Во-первых, о структурах родства трудно не мыслить так, как если бы брачные союзы вытекали из кровнородственных отношений, хотя именно косвенные союзы и блоки долга обусловливают расширенное родство, а не наоборот. Во-вторых, имеется стремление превращать эти отношения в логическую комбинаторику вместо того, чтобы принимать их за то, чем они являются, а именно физической системой, в которой распределяются интенсивности... В-третьих, меновая структуралистская концепция имеет тенденцию постулировать нечто вроде равновесия цен, первичную эквивалентность или равенство... Нет ничего более поучительного в этом плане, чем полемика между Леви-Стросом и Эдмундом Личем по поводу системы брака племени качин. Ссылаясь на «конфликт между эгалитарными условиями обобщенного обмена и их аристократическими последствиями», Леви-Строс представляет дело так, будто Лич исходил их того, что система находится в состоянии равновесия. Между тем проблема совсем в другом: речь идет о выяснении того, является ли неравновесие патологическим и второстепенным, как полагает Леви-Строс, или оно функционально и принципиально, как думает Лич. Является ли нестабильность производной по отношению к идеальному обмену или данной уже в предпосылках, включенной в гетерогенность терминов, составляющих поставки и контрпоставки?.. Необходимо открытый характер системы искажается тем, что меновая концепция постулирует закрытую систему... Не только сущностная открытость блоков долга, но прежде всего отношение статистических образований к их молекулярным элементам оказываются при этом сведенными к простой эмпирической реальности, неадекватной структурной модели. Меновая концепция в этнологии и буржуазная политэкономия... сводят общественное воспроизводство к сфере обращения. Сохраняется лишь объективная видимость в том виде, как она описана социусом, без учета реальной инстанции, которая ее записывает, а также экономических и политических сил, с помощью которой она записана...

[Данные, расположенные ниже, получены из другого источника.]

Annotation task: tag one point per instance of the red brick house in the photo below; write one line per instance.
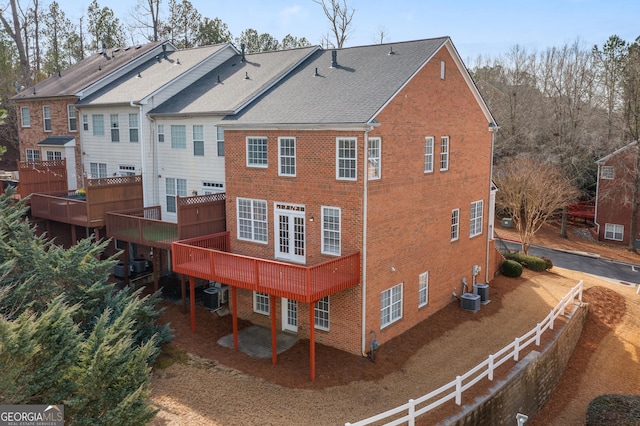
(378, 153)
(614, 195)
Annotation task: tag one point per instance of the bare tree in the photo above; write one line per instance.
(340, 16)
(531, 192)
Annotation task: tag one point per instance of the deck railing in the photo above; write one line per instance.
(203, 258)
(454, 389)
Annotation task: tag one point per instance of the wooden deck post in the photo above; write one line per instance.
(234, 315)
(274, 331)
(312, 342)
(192, 297)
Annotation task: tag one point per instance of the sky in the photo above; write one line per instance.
(477, 28)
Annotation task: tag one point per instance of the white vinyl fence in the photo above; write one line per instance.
(455, 388)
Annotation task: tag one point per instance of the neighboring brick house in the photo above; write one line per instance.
(48, 126)
(614, 195)
(381, 150)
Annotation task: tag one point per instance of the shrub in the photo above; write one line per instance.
(613, 410)
(511, 268)
(530, 262)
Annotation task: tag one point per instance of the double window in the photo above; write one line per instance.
(346, 158)
(390, 305)
(257, 152)
(475, 225)
(252, 220)
(613, 232)
(287, 156)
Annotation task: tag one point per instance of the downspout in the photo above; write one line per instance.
(365, 178)
(493, 129)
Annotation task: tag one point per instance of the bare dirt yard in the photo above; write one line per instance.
(203, 383)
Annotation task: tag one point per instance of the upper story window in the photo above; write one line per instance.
(178, 136)
(46, 118)
(198, 140)
(160, 132)
(287, 156)
(331, 230)
(54, 155)
(428, 154)
(374, 152)
(455, 224)
(98, 170)
(133, 128)
(346, 158)
(220, 141)
(257, 152)
(607, 172)
(25, 116)
(444, 153)
(475, 225)
(73, 121)
(390, 305)
(115, 128)
(98, 124)
(32, 155)
(252, 220)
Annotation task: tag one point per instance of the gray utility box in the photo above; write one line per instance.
(470, 302)
(482, 290)
(212, 298)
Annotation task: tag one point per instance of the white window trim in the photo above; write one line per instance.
(474, 230)
(444, 153)
(256, 305)
(281, 157)
(610, 173)
(355, 158)
(266, 160)
(339, 232)
(428, 146)
(391, 305)
(455, 226)
(317, 310)
(423, 288)
(612, 229)
(253, 220)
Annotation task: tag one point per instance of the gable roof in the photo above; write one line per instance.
(152, 75)
(350, 92)
(85, 73)
(227, 88)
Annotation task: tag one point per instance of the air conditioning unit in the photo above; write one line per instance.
(482, 290)
(470, 302)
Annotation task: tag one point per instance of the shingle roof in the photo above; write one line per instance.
(234, 83)
(364, 79)
(84, 73)
(151, 76)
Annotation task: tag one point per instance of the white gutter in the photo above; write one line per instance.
(493, 129)
(365, 178)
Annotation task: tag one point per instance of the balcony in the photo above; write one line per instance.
(102, 195)
(209, 258)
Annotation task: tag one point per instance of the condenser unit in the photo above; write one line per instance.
(470, 302)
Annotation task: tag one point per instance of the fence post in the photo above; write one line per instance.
(412, 412)
(490, 367)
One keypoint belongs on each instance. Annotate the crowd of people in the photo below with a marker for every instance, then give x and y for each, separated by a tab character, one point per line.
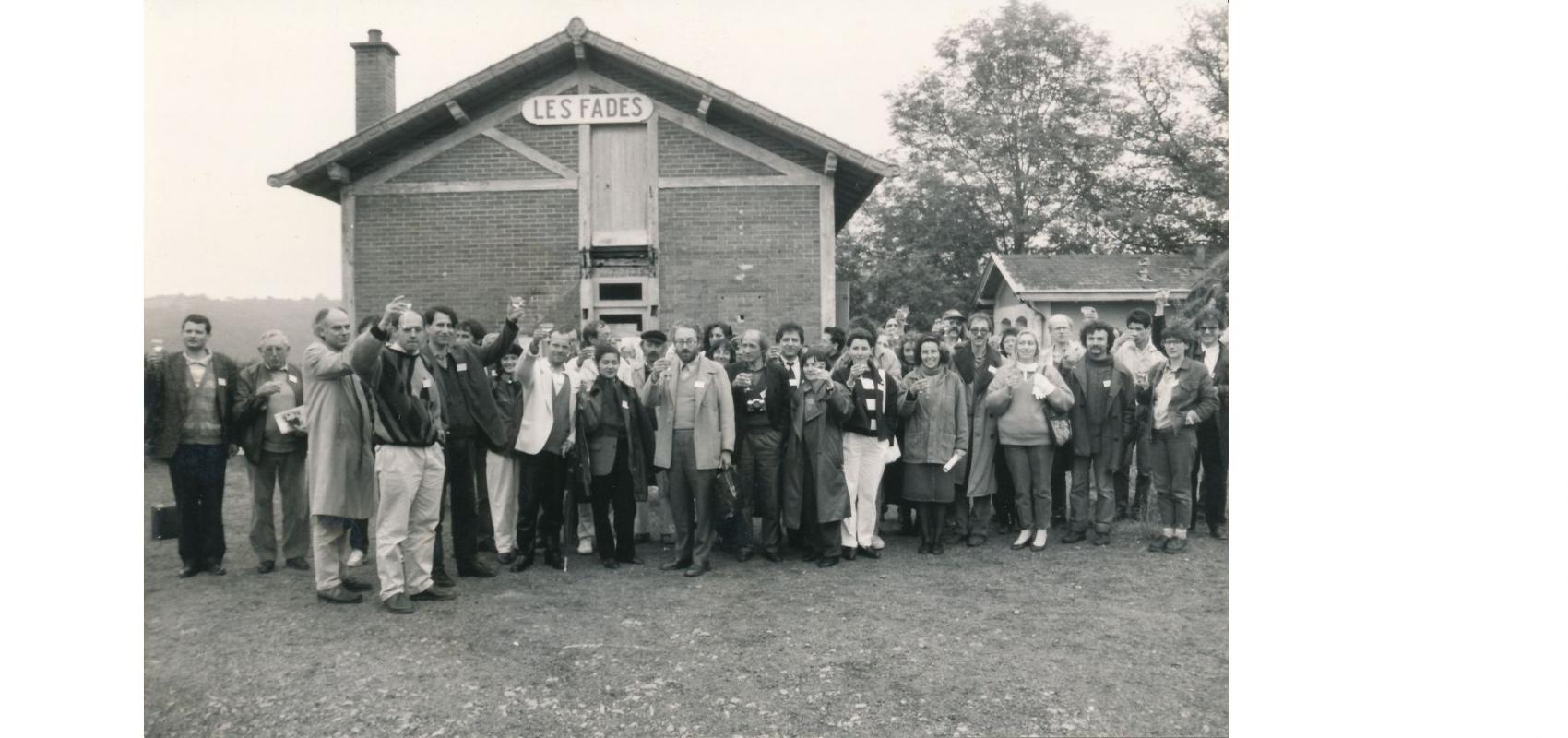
698	439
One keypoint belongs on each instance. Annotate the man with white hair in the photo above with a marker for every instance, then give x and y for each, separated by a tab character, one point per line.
267	395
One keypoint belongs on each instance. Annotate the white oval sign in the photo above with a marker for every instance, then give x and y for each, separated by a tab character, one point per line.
607	109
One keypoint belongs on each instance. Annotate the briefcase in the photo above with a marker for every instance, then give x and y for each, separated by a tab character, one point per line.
165	522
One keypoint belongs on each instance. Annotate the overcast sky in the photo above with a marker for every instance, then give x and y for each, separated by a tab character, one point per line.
242	89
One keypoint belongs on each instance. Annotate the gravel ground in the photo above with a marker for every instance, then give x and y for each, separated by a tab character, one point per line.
980	641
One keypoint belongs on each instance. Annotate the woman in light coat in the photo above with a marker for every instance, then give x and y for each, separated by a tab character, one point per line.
935	410
1018	399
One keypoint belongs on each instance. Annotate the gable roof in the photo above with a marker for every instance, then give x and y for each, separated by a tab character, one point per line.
855	177
1045	276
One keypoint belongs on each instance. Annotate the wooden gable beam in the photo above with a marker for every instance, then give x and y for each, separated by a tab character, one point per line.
707	130
474	129
530	152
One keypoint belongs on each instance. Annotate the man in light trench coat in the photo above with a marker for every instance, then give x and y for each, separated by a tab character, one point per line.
340	464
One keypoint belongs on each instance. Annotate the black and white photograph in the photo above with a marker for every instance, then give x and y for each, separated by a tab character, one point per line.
761	369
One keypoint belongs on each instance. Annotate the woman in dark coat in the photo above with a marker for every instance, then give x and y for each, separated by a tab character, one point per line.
817	500
935	410
616	439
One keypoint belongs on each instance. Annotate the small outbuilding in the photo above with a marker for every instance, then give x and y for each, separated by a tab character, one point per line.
595	182
1037	285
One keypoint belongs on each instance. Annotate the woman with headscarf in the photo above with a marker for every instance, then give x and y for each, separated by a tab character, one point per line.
618	439
1018	397
935	411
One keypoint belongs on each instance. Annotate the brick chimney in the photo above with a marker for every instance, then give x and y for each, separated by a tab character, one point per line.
375	80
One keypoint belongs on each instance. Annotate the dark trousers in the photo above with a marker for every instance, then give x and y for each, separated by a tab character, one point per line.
1059	482
540	502
1214	458
1171	453
465	472
690	500
1090	472
1123	475
613	491
196	472
757	468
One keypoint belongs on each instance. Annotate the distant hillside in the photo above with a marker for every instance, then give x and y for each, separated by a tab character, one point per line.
235	323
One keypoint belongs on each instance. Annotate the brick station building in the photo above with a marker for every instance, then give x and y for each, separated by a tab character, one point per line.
662	196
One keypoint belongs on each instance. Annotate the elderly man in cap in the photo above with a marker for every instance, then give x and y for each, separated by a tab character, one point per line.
270	430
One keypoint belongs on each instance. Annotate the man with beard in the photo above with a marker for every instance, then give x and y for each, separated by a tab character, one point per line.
695	441
340	462
472	423
761	399
1106	412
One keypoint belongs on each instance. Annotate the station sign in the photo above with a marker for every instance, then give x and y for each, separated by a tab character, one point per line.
575	110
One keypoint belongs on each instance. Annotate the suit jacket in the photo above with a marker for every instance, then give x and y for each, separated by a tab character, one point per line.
167	394
250	410
1122	414
535	410
716	414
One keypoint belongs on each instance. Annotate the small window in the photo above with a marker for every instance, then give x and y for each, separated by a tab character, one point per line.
620	291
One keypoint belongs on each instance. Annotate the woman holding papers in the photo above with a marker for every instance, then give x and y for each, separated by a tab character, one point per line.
1018	399
935	410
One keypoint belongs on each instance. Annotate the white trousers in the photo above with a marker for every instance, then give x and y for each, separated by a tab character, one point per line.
862	469
501	477
410	482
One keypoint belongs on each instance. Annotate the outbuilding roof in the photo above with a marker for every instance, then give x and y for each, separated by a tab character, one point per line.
855	176
1041	276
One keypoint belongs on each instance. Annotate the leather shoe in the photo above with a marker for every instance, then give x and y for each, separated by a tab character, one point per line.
398	603
434	594
339	596
475	569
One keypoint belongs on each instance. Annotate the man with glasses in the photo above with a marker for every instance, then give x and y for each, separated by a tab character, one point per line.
977	363
275	448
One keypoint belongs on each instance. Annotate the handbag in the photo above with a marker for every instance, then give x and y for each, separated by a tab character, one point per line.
1061	426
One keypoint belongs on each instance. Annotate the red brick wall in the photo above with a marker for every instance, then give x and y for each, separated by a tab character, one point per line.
707	239
469	251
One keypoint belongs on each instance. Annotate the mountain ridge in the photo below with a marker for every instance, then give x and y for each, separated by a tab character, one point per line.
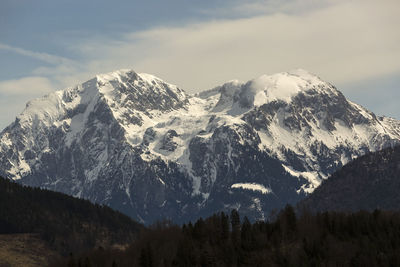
147	148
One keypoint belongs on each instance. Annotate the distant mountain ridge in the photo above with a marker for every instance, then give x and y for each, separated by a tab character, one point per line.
367	183
67	224
148	149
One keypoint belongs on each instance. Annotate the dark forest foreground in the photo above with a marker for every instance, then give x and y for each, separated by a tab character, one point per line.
323	239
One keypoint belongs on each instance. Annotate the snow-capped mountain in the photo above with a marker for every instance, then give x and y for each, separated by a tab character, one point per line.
146	148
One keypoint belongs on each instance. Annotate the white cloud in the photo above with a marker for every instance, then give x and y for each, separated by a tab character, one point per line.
45	57
28	86
342	42
14	94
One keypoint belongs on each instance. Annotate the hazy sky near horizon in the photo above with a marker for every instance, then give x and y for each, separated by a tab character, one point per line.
47	45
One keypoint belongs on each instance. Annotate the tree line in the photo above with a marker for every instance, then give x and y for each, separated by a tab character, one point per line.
291	238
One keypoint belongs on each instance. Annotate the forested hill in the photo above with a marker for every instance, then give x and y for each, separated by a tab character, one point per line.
322	239
367	183
68	224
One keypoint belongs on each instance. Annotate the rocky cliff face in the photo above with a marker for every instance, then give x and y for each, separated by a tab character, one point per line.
146	148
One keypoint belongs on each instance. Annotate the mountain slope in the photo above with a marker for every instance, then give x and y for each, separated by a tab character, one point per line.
148	149
66	223
367	183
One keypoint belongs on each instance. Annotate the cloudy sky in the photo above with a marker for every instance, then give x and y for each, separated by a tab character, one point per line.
48	45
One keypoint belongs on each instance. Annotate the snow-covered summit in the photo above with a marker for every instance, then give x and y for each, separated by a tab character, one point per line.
147	148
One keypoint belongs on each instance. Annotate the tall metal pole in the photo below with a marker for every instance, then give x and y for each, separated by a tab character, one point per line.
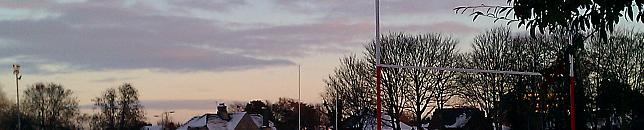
336	110
16	71
299	100
378	69
572	81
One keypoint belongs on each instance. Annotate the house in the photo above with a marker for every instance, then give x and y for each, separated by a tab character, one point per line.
228	121
369	123
459	119
152	127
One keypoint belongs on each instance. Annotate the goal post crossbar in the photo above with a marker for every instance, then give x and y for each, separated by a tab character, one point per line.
463	70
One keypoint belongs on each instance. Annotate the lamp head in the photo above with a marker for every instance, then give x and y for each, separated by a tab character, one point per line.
16	69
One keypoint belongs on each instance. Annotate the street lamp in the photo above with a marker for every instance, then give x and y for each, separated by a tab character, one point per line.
16	71
164	118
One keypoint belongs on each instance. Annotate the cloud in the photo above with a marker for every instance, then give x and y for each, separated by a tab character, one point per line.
197	104
168	35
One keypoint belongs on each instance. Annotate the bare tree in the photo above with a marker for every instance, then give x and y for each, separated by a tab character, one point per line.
120	109
51	105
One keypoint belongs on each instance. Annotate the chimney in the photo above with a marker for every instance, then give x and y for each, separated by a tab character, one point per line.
223	112
265	115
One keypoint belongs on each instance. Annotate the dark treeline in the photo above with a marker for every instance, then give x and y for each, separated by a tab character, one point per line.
50	106
608	80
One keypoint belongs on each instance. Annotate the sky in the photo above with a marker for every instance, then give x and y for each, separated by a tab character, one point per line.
188	55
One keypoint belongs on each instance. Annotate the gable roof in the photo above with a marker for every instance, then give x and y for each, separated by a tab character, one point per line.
215	122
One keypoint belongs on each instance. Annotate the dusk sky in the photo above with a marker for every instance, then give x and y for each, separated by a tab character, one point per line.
187	54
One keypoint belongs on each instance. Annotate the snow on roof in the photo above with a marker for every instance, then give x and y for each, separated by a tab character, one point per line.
386	125
213	121
259	121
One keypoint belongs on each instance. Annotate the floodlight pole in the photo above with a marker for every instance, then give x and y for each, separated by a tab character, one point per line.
299	100
378	69
572	80
16	71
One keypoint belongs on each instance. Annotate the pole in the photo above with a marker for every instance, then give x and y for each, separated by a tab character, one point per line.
572	82
16	71
336	111
378	69
18	101
299	100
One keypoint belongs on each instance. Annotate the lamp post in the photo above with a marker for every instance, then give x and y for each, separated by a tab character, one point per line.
164	118
299	100
16	71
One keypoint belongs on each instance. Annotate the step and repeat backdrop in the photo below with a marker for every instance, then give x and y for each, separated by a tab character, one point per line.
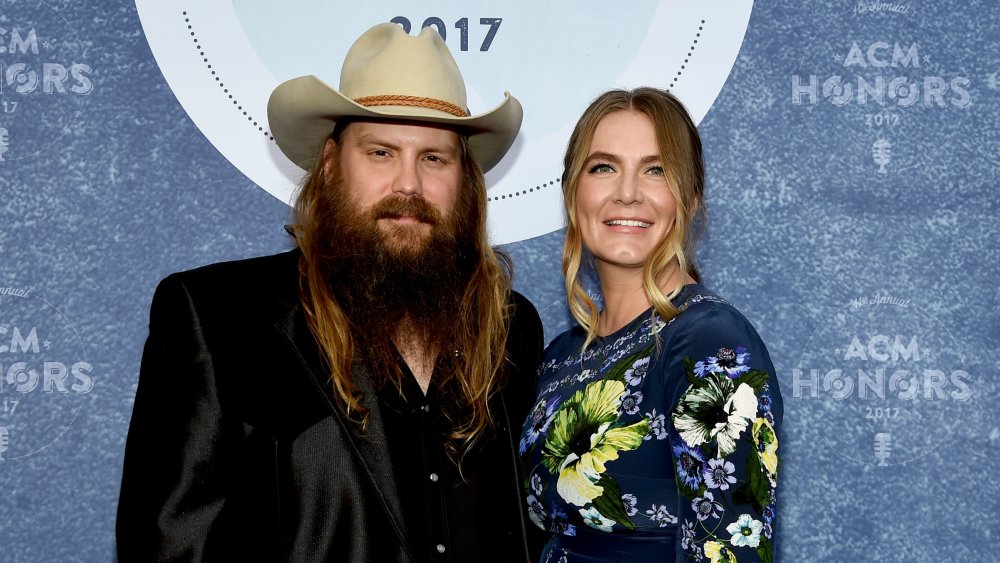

Первобытные формации оральны, вокальны, но не потому, что у них нет графической системы: танец на земле, рисунок на стене, отметка на теле являются графическими системами, гео-графизмом, гео-графией. Эти формации оральны исключительно потому, что имеют графическую систему, независимую от голоса, которая не равняется на голос, не подчиняется ему, но присоединена к нему, скоординирована с ним. Иначе обстоят дела... в случае линейного/фонетического/ письма: цивилизации перестают быть оральными лишь в случае потери независимости и собственной структуры графической системы: именно равняясь на голос, графизм его вытесняет, индуцируя фиктивный голос. /Леруа-Гуран прекрасно эти два полюса описал: пара голос-слух и пара рука-графизм/.

Великой книгой современной этнологии является не «Опыт о даре» Мосса, а «Генеалогия морали» Ницше. По крайней мере так должно было быть...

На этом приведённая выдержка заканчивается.